創元推理文庫の東京創元社が贈るミステリ専門誌『ミステリーズ!』|東京創元社
浅草のおもちゃメーカーが舞台なので、タイトルも場所に因んでます。
主人公の名前も、おもちゃメーカーを思わせるネーミングで笑えます。
この小説は、一応ミステリーなのかな?
宝子が愛しい片想いの彼のために、彼にふりかかる災難をバンバン解決していくというもの。
社内の宝子は、誰もが認める敏腕プランナーなんですが、私生活の宝子は情けない。
西島に想いを打ち明けることも出来ずに悶々と日々を過ごしています。
デザイナーの西島は、傍からは《さえない男》に見えるらしく、
宝子の職場の人たちは「あの宝子さんが、どうしてあんな男に?」と噂しています。
しかし一方では誰もが「宝子さんの仕事の原動力は西島にある」と認め、ひそかに応援されてます。
《ひそかに》というのは、宝子自身が西島への恋心を誰にもバレていないと思っているから。
西島は、勤めていたデザイン会社が倒産して今はフリーデザイナーとして生計を立てています。
専らの受注先は宝子さん。
デザイナーとしての腕はいいものの、事務的・社会的に難ありの彼は、いつも貧乏くじを引いています。
そんな彼に母性を感じるのか、宝子さんはSP気分で彼のトラブルを解決していきます。
彼がひとこと、自分の部屋から見えたスカイツリーが見えなくなっちゃった。
とこぼしただけで、宝子さんはその元凶の、隣のビルの屋上の貯水タンクの撤去に奔走してしまう。
そうやって、彼の災難、、、というかちょっとした悩みや、彼も知らないような災いを
彼には内緒で取り除いていっちゃうのです。
宝子さんが解決した案件が事件性を帯びているのを知るのは、警察のみ。
宝子さんにとっては、事件を解決するつもりはさらさらなかった。
しかし、警察からみると「事件を解決していく妙な女がいる」ということになるわけ。
物語の中盤に、目黒という刑事が関わってくるんですが、その辺りからがいい。
この目黒刑事、西島なんかより断然、魅力的な男です!
宝子と目黒が偶然、出会う場面にこんなセリフがあります。
そのセリフの前に、まずそのいきさつをお話しすると、こんなです。
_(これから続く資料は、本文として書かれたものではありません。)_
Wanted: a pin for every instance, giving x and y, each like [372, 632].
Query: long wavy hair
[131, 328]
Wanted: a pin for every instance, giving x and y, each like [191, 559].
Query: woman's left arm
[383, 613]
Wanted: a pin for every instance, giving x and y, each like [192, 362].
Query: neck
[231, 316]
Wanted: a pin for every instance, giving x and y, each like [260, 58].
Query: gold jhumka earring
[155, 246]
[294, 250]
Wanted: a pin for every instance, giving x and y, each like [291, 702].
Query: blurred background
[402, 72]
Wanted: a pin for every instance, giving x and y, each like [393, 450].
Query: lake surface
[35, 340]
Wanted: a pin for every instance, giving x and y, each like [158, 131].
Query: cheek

⤵
主人公の宝子は、仕事のことを考え梅屋敷でボーッとしている。
目の前に迷子の女の子。
子供好きの宝子は、画用紙に漫画の吹き出しを描くとカッターで切り取り、風船にテープで貼り付け、するすると紐をゆるめていく。
青空に、赤い風船が浮かんだ。
吹き出しのついた風船は、下からでも大きな字がはっきりと読み取れた。
まゆみはここだよ
「きっとママ、これに気づいて、すぐに迎えに来てくれるわよ」
そう言って、バスケットから自社商品のチョコを取り出した。
「全部食べてもいいよ」
思わず肩を抱きしめようとしたその時だった。
「それはやめた方がいい」
背後で低い声がした。がっしりした身体つきの眼鏡の男が無表情にこちらを見下ろしている。
スーツ姿で一人のところを見ると、外回り中の営業マンか何かだろうか。
「身体に触るのも、食べ物を与えるのも、やめた方がいい。他人の子供だ」
こちらの身体を切りつけるような鋭い眼差しに、咄嗟に言葉がでてこない。
「万が一、彼女に何か起きた場合、すべたあなたの責任になりますよ。小さな子供の一秒先は誰にもわからない。例えば彼女の身体にあざが見つかったり、お腹を壊した場合、後からあなたに非があると言われることがある。訴訟が起きたら負ける。今はそういう時代です」
いかにも警察官らしい考え方といえば、それまでですが、彼の本意はそこではなかったのです。
宝子にそう助言した男 ( 目黒 ) はいかめしい顔なのに、どこか人なつっこそうな顔でした。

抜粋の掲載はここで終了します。